Inter-population genetic differentiation

FST statistic

Using 25-kb sliding windows, 374 regions with an mFST higher than 0.24 were in the top 1% of the empirical distribution. These regions were located across most of the chicken chromosomes. The highest FST values belonged to an intergenic region on chromosome 8 (875,001–925,000 bp) (mFST = 0.541) and a protein-coding region on chromosome 2 (27,825,001–27,875,000 bp) that spans the AGMO gene (FST = 0.538) (Fig. 4). Enrichment analysis of the genes covered significant GO terms related to biological functions, molecular processes, and cellular components related to double-strand break repair, developmental process, vocal learning, transcriptional activator activity, RNA polymerase II core promoter proximal region sequence-specific binding, nucleoplasm and Golgi apparatus (see Additional file 4: Table S4).

Fig. 4
figure 4

Distribution of FST values, showing signatures of differentiation between the Lari and Khazak chickens. The dashed black line corresponds to the top 1% of the empirical distribution of mean FST values

In total, 184 protein-coding genes were detected in the putative regions under selection (see Additional file 7: Table S7), among which 54 and 26 genes were common to the annotated genes in the ROH and CLR analyses, respectively (Table 1) and (see Additional file 3: Table S3). The results derived from the gene annotation analysis showed that multiple genes were involved in the immune system, such as TRIM13 (tripartite motif-containing 13), ALPK1 (alpha kinase 1), S1PR1 (sphingosine-1-phosphate receptor 1), and ITK (IL2-inducible T-cell kinase), which mapped to chromosomes 1, 4, 8, and 13, respectively. Furthermore, our results indicate that several genes in the detected regions are associated with growth and reproductive traits, such as DCN (decorin), MEOX2 (mesenchyme homeobox 2), HDAC9 (histone deacetylase 9), SGCZ (sarcoglycan, zeta), LARGE (like-glycosyltransferase), and CITED4 (Cbp/p300-interacting transactivator, with Glu/Asp-rich carboxy-terminal domain, 4) (see Additional file 7: Table S7).

hapFLK statistic

Results of the hapFLK test are shown in Fig. 5 and Table 2. A threshold of P-value < 6.3 × 10–6 was used to declare genomic regions that have been under selection. We observed signatures of selection on all the autosomes except 15, 21, and 24. The strongest signals were detected on chromosomes 7 (22.05–22.35 Mb), 27 (6.48–7.69 Mb), and 16 (2.40–2.75 Mb).

Fig. 5
figure 5

Distribution of hapFLK values along autosomal chromosomes of the Lari vs. the Khazak chickens. The red line shows the FDR threshold < 0.01

Table 2 Summary of the regions of putative signatures of selection detected by hapFLK analysis

In total, 305 protein-coding genes, 14 pseudogenes, 12 miRNA, 10 lncRNA, and one snoRNA were detected in putative regions under selection (see Additional file 8: Table S8). Several functional genes were located within the regions that displayed the strongest signals, including genes involved in the immune system (BF1, TAP1, DMB2, BLB1, BLB2, TAPBP, BRD2, BLEC1, C4, IKZF3, DMB1, and IL4I1) and in morphological traits such as the creeper (IHH and NHEJ1) and comb traits (MNR2). In addition, important genes relevant to growth and reproductive traits (CACNB1, STAT5B, STAT5A, BCL2L1, GNRHR, FANCA and NTRK1) were detected in several other significant regions (see Additional file 8 : Table S8). The results of the GO enrichment analyses revealed interesting terms related to basic metabolic activities, such as hyaluronan catabolic process, transport, and hyaluronan biosynthetic process (see Additional file 4: Table S4).

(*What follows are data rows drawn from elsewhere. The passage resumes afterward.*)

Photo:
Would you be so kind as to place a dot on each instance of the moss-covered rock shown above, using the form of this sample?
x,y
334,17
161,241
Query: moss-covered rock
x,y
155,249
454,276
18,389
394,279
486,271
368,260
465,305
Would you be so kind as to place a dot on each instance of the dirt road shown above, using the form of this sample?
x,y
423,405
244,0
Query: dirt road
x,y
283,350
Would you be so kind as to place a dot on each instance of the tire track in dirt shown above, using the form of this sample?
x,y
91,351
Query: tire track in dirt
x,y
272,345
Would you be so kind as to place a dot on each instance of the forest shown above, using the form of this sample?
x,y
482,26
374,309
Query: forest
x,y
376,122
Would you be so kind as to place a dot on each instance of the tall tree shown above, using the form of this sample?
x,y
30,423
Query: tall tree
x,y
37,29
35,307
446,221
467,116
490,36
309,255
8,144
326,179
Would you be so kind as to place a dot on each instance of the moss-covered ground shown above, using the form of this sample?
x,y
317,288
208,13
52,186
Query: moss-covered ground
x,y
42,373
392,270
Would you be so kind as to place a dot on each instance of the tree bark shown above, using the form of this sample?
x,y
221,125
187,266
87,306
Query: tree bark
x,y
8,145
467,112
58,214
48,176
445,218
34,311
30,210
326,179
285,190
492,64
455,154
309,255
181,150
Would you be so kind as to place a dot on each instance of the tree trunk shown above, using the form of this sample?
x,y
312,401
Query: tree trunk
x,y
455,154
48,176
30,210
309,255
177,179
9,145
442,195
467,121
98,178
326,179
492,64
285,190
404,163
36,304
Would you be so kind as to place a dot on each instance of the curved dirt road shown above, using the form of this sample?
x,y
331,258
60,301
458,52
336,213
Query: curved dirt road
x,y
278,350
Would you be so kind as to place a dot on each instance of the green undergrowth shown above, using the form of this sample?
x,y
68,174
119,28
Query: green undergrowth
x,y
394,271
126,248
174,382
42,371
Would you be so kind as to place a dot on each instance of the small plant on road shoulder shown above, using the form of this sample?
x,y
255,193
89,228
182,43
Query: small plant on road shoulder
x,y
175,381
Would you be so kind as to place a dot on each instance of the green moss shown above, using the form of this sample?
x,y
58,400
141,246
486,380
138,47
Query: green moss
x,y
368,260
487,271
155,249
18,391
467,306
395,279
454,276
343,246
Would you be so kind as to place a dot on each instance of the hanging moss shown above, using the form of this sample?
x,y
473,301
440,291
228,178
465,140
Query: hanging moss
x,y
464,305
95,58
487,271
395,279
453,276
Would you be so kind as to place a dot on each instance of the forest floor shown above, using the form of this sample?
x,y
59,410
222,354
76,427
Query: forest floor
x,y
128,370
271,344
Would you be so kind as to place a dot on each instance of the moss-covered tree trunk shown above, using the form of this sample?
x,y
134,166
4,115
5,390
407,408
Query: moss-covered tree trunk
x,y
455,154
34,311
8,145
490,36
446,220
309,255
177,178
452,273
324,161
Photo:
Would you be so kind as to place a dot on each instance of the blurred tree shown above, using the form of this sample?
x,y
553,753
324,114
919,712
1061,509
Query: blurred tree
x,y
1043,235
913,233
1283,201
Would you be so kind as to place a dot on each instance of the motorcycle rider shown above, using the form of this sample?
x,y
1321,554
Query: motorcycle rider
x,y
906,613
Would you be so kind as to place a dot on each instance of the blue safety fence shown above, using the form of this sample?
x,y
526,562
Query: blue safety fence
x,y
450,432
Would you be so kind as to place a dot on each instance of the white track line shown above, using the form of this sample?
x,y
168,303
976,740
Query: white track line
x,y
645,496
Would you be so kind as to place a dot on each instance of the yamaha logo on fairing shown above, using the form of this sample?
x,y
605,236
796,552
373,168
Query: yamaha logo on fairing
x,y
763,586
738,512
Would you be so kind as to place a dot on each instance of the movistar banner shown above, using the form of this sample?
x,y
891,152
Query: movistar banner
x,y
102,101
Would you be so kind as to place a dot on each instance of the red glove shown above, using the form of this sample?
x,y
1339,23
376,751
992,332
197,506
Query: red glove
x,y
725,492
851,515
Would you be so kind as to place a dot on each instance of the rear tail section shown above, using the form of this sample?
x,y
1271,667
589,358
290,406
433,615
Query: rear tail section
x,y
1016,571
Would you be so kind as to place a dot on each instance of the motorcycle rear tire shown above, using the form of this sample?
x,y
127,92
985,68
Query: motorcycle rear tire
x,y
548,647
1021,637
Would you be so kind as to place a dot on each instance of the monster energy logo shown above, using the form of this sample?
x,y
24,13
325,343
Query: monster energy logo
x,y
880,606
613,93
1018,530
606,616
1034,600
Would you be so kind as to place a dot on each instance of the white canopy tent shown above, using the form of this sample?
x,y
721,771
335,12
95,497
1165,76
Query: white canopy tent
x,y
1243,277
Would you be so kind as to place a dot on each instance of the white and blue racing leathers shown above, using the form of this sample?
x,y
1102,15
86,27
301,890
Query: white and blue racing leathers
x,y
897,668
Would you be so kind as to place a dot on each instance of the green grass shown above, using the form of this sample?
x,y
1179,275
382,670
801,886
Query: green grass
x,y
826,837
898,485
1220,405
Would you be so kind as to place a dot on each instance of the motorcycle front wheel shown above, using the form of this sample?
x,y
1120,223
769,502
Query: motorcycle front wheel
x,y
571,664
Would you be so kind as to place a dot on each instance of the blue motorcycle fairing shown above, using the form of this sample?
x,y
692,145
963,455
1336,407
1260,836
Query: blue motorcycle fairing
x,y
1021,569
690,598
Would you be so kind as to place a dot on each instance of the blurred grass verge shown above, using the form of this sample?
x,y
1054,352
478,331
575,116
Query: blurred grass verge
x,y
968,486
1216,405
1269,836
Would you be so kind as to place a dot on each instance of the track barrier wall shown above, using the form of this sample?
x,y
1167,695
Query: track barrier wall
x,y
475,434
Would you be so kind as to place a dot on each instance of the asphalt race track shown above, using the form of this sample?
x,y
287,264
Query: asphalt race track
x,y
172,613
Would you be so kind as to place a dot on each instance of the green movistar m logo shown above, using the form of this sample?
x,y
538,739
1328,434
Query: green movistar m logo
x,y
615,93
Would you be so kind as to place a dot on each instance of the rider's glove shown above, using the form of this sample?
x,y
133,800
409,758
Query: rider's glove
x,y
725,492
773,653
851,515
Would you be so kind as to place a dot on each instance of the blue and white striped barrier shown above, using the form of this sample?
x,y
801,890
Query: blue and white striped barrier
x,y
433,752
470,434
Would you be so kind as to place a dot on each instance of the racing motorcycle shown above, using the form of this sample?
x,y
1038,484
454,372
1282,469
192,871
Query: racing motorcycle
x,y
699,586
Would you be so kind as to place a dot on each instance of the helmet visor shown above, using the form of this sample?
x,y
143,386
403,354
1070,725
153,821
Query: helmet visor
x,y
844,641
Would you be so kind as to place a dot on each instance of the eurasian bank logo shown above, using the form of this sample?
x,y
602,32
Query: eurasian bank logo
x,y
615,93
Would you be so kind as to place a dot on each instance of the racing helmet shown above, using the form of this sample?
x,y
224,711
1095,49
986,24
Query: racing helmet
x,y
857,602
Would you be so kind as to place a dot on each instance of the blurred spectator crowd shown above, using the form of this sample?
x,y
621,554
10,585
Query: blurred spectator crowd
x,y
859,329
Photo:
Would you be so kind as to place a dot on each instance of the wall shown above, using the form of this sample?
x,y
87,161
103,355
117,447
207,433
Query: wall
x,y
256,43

QTL overlapping with signatures of selection

Quantitative trait loci associated with 179 traits that overlapped with detected signatures of selection were retrieved from the chicken QTL databases (see Additional file 9: Table S9). Analysis of the overlaps between signatures of selection and reported QTL indicated that most of the detected regions contained a QTL (see Additional file 10: Figure S1). Some QTL for traits of economic interest, such as breast muscle weight and percentage, body weight, abdominal fat weight, feed conversion ratio and etc., overlapped significantly with putative regions of signatures of selection (permutation P-value < 0.05). We also found significant overlaps of QTL related to behavioral, morphological, and immune traits (such as feather pecking, drumstick and thigh weight, tibia features, antibody titer to SRBC antigen) with putative regions.

Discussion

Since the domestication of chickens from the red jungle fowl about 10,000 years ago, evolutionary processes, such as population bottlenecks, migration, inbreeding, and founder effects, have led to a large diversity of chicken populations. A relatively wide range of this diversity is found in the chicken populations of the Iranian plateau and, in this study, we focused on two Iranian native chicken ecotypes, the Lari and Khazak ecotypes. It seems that the Lari ecotype has derived from the Malay breed in the Lar region of the Fars province, Southwest of Iran, in the seventeenth century [35]. According to narrations, the British brought numerous Malay chickens to Iran due to trading between the British and the Iranians on the Persian Gulf shores [35]. The physical similarity of the body shape between the Lari ecotype (long legs and upright posture) and the Malay breed and its dissimilarity with other indigenous ecotypes in Iran support this hypothesis. In contrast, there is no information about the origin of the Khazak ecotype [35, 60].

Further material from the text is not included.